Klaus Breyer Tech Leadership, Product Delivery & Startup Strategy.

Flow & Reflection: My Approach to Team Management

Over the years, I have refined a management approach that is both effective and adaptable, especially in leading remote teams. As Head of Product & Technology at edding AG, I am currently hands-on managing the interdisciplinary team at easycheck. But the underlying pattern is not limited to direct team management but also extends to managing managers and reporting to C-Level colleagues.

Team Check-in (Async)

Our week kicks off with an asynchronous check-in every Monday morning. The goal is for each team member to reflect on their plans for the week and share them with the team. The fundamental question we answer is, “What do you plan on working on this week?”

Why Asynchronously? Simply put, meetings early in the morning (before 10 AM) tend not to be taken seriously. Participants often multitask, sorting through their emails and planning their day. Studies support this observation, highlighting that such meetings add unnecessary pressure to appear punctual or busy (Brand Eins, 2023).

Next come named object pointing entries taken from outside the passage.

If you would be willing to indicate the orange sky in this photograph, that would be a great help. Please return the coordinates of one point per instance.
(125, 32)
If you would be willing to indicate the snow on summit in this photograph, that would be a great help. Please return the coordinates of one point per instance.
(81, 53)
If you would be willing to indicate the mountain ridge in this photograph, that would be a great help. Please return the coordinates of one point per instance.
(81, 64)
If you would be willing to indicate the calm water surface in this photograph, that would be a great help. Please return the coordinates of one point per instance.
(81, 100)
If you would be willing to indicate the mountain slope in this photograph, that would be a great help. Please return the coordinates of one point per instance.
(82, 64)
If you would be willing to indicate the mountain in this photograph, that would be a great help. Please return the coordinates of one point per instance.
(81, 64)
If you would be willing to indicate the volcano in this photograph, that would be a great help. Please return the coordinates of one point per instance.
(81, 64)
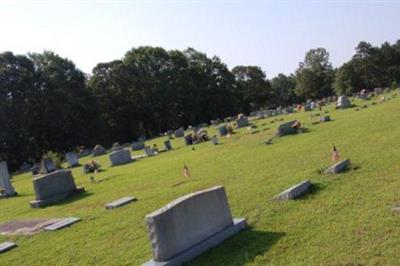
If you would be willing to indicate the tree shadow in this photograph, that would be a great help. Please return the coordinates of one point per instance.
(239, 249)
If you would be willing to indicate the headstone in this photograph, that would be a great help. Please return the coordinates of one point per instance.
(295, 191)
(6, 246)
(137, 146)
(5, 182)
(242, 122)
(54, 187)
(325, 118)
(46, 166)
(223, 130)
(120, 202)
(343, 102)
(98, 150)
(149, 151)
(72, 159)
(179, 133)
(120, 157)
(287, 128)
(168, 145)
(62, 223)
(338, 167)
(190, 225)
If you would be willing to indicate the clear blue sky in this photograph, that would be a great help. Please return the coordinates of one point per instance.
(271, 34)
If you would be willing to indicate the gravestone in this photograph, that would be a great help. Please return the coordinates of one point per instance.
(223, 130)
(149, 151)
(295, 191)
(6, 246)
(54, 187)
(343, 102)
(179, 133)
(72, 159)
(137, 145)
(167, 145)
(46, 166)
(5, 182)
(338, 167)
(287, 128)
(120, 202)
(325, 118)
(190, 225)
(98, 150)
(242, 122)
(120, 157)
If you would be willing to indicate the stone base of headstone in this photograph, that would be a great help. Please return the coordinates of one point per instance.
(56, 198)
(295, 191)
(338, 167)
(193, 252)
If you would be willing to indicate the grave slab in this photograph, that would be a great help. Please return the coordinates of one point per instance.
(120, 202)
(62, 223)
(295, 191)
(338, 167)
(6, 246)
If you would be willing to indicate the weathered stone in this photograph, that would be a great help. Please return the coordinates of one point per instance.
(98, 150)
(295, 191)
(137, 146)
(179, 133)
(343, 102)
(120, 202)
(5, 181)
(223, 130)
(182, 229)
(62, 223)
(120, 157)
(72, 159)
(338, 167)
(325, 118)
(54, 187)
(242, 122)
(167, 145)
(6, 246)
(287, 128)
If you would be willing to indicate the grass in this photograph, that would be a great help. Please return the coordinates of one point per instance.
(346, 220)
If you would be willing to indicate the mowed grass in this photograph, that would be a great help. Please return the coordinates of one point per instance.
(346, 220)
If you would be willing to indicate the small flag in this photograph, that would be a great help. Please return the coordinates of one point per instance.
(335, 154)
(186, 171)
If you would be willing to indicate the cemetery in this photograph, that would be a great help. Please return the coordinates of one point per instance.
(149, 213)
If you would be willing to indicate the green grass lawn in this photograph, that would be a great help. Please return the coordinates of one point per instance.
(346, 220)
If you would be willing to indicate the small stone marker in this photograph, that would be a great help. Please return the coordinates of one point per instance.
(5, 182)
(338, 167)
(6, 246)
(190, 225)
(72, 159)
(61, 224)
(120, 202)
(295, 191)
(120, 157)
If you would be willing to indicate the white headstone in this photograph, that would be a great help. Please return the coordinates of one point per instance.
(5, 182)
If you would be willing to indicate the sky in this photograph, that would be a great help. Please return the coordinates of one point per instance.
(274, 35)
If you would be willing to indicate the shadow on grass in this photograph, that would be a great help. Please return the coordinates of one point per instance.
(240, 249)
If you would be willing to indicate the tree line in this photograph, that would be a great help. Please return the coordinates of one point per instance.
(47, 103)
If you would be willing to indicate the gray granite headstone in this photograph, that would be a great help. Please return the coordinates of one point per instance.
(54, 187)
(295, 191)
(338, 167)
(6, 246)
(190, 225)
(72, 159)
(120, 202)
(120, 157)
(5, 182)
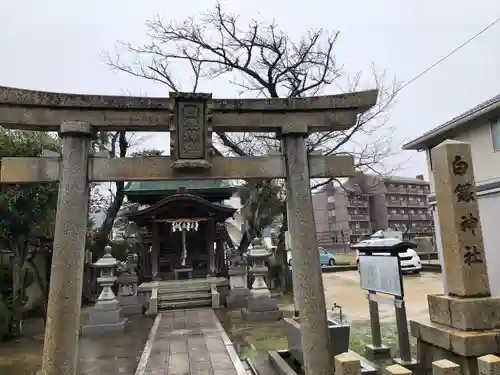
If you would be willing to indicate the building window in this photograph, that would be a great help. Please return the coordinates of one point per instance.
(495, 133)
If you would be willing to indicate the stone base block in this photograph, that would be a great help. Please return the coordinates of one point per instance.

Every Thursday, I dedicate a block of time to conduct 1-on-1 meetings with all team members. Each member and I have a document to jot down topics worth discussing throughout the week. Additionally, I maintain a rough coaching plan for each individual, aimed at their development. This time is also used to dive deeper into actual work, that I can follow up from our async check-ins.

Team Checkout (Sync)

We maintain a rolling agenda in Confluence, accessible to all team members for adding items throughout the week. However, most topics are generated from my observations during 1-on-1s, indicating a need for team-wide discussion or updates. During the meeting, we review the rolling agenda, discuss our current product initiatives, and tidy up our boards.

Why Thursdays? By holding this meeting on Thursday, we still have time to act on discussions before the week ends. Also, some just prefer to take Fridays off.


On Fridays, I send a “Heartbeat” update to the board member I report to (in this case, the Chief Digital Officer). This recapitulates the week using a template from James Stanier’s book, “Effective Software Engineering Manager”, focusing on Progress / Plans / Problems / People. Inputs for this update are gleaned from my 1-on-1 notes and our team checkout discussions, sometimes augmented by reviewing my external meeting calendar.

Closing the Loop

The Heartbeat from the previous week lays the groundwork for the next week’s check-in, helping me outline goals for the coming week. It’s more effective to wait until Monday to prepare the next check-in instead of doing it the week before. Drafting it on Friday often feels too early; perspectives change over the weekend, and taking a fresh look on Monday offers new insights.

This cycle highlights how crucial repetition is, not just for efficiency but for consistent reflection and reassessment. Every step offers an opportunity to pause and consider our stance, identify priorities, decide on actions, and clearly outline what we should avoid doing.